По колокольне чесанула пулеметная очередь, выпущенная издалека. Пули прошили железный шатер. Одна угодила в басовый колокол, он ойкнул и, словно устыдившись, загудел сердито.
И вдруг в Володькиной голове прояснилось, словно ветер сорвал тучу с неба, засияло, заголубело. И то, что Кузьма посадил его в вагон детдомовский, и то, что леща ему на дорогу дал и хлеба… И банка меда, и мясной оковалок для спасительного бульона, чудом появившегося на бабкином столе. И слова деда Савельева: «Ты Кузьму кривого не трогай и не балабонь про него своим языком нечесаным… Он свое дело делает, ты свое делай…» И бабкино вдруг смирение от строгости стариковых слов. Все слилось в простую и звонкую мысль. От этой изумительной радостной мысли Володька вздрогнул, подошел, и обхватил шершавую шею Кузьмы, и заплакал, ткнувшись носом в его лешачье лицо.
Некоторое время Кузьма молчал, Володьку не отталкивал, потом провел ладонью по его голове.
– Ну, ты того-этого… Без мирифлюндии… Ишь ты, две маковки у тебя, знать, счастливый ты, две маковки. – Он заметил валявшийся на полу обломок чугунного креста.
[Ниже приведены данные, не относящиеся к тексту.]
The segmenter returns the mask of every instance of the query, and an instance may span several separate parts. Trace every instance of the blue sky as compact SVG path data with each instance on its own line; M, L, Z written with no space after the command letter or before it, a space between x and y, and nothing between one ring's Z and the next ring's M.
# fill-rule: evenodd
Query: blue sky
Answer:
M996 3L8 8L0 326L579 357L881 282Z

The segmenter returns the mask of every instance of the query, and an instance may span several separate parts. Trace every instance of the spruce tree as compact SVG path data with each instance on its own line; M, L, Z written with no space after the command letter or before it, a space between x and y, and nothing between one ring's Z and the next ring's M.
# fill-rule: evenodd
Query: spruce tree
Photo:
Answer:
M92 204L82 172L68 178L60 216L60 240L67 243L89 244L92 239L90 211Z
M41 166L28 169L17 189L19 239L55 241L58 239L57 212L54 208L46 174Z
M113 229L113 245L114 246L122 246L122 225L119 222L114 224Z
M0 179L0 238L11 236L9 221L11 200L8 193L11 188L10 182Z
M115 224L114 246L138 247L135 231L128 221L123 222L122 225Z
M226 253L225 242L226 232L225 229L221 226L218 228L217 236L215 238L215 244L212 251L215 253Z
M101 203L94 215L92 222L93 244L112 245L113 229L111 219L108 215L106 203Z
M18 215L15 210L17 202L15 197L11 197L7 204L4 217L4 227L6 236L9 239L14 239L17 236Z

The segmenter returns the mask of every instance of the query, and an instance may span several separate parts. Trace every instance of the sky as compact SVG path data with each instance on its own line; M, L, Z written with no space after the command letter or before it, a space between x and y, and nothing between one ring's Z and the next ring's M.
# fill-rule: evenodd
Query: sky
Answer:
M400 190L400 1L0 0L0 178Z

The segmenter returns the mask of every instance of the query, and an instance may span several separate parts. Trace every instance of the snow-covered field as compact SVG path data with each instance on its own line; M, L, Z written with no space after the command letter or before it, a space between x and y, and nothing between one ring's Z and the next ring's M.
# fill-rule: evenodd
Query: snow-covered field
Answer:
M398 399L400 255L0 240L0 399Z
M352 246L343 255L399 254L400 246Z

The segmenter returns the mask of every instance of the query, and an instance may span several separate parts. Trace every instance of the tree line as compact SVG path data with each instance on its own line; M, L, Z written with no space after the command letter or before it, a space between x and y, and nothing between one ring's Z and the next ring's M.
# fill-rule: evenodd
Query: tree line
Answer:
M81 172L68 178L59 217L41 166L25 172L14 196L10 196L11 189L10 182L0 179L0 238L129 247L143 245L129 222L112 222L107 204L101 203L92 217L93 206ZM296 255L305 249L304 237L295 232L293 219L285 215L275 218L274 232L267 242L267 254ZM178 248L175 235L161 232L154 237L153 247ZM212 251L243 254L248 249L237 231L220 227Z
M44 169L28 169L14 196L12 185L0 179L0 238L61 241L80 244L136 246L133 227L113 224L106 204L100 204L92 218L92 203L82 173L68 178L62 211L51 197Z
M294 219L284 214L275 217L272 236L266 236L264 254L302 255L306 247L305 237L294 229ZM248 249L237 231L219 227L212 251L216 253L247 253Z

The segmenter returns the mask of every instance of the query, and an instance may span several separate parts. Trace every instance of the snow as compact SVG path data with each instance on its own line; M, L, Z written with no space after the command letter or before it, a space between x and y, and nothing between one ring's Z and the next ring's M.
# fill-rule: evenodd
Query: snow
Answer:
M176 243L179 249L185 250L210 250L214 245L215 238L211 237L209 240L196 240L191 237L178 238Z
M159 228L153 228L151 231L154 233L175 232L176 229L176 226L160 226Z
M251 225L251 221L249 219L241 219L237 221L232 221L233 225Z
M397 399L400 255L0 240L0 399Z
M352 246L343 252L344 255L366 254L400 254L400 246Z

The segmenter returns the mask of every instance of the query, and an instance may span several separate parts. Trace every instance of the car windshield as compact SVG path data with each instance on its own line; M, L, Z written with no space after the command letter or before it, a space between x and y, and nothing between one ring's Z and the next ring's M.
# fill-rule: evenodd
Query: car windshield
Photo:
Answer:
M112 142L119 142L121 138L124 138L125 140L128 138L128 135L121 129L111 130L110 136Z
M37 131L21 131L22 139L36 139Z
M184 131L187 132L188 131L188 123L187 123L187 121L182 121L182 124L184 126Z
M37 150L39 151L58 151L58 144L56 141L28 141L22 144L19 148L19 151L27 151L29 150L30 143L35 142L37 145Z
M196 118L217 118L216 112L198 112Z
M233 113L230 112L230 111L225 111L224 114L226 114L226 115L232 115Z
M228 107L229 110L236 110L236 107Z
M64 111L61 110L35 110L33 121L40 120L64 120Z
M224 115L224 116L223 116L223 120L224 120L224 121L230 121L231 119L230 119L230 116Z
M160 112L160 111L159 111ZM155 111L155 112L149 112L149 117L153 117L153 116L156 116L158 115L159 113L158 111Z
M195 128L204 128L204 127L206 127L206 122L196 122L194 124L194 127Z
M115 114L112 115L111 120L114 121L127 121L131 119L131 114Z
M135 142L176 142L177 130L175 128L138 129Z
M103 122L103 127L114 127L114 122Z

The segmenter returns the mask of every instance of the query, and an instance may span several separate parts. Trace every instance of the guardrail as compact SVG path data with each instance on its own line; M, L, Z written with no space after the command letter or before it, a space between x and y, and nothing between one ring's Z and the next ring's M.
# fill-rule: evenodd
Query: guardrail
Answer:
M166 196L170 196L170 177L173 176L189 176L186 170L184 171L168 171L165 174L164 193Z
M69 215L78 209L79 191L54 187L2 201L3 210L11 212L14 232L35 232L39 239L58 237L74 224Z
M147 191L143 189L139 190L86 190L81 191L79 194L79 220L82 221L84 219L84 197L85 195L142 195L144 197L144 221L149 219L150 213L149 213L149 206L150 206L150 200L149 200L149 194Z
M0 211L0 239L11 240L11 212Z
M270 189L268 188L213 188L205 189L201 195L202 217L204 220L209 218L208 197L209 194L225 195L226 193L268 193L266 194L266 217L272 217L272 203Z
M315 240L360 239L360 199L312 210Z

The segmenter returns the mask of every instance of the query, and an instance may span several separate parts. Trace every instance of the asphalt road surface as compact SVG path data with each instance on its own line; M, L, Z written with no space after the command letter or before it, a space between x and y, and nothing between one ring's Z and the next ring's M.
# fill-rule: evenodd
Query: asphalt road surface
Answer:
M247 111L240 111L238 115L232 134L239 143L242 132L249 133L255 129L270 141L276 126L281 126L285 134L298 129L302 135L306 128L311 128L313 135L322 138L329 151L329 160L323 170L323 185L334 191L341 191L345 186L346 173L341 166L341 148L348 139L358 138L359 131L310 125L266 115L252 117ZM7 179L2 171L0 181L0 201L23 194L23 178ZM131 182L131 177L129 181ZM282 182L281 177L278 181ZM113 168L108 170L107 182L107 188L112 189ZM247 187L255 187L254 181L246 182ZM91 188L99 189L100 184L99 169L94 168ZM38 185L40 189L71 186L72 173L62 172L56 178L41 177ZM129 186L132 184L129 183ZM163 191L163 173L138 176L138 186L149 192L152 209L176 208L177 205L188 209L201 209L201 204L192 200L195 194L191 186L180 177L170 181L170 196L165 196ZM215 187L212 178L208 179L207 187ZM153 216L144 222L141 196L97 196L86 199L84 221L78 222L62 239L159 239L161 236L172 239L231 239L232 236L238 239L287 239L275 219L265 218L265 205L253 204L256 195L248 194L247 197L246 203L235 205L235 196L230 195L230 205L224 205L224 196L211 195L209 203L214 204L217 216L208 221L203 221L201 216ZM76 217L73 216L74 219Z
Спросил: – Никак, ты меня убивать шел?
– А то кого же? – ответил Володька.
– Так ведь не справился бы, – сказал Кузьма серьезно. – Я против тебя что медведь против зайца. – Он посунулся к стене, как бы вполз на нее затылком, загрузив булыжные плечи в угол. – Может, ты все же того, пойдешь?
Володька глянул на него умоляющими глазами.
– А-а… – Кузьма махнул рукой. – Сиди пока. Успеешь уйти. Но когда я скомандую, чтобы без проволочек.
В одна тысяча девятьсот шестнадцатом году снайпер Прохоров Кузьма получил на грудь четвертого «Георгия» и чин прапорщика. С этим чином, да с четырьмя «Георгиями», да с пулей в шее, да с бельгийской винтовкой штучной работы, оставленной при нем, как его личный трофей, он и домой пришел. Пуля была на излете, она вошла в шею от уха и ближе к плечу остановилась. В полевом госпитале пулю вырезать не решились: стояла она очень близко к сонной артерии и к какому-то важному нерву, отчего левый глаз не закрывался даже во сне, а все дергался и мигал, и все лицо дергалось, и кривился рот, и разламывала череп неугасимая головная боль. На фронт его не пустили, а списали по чистой и с почестями.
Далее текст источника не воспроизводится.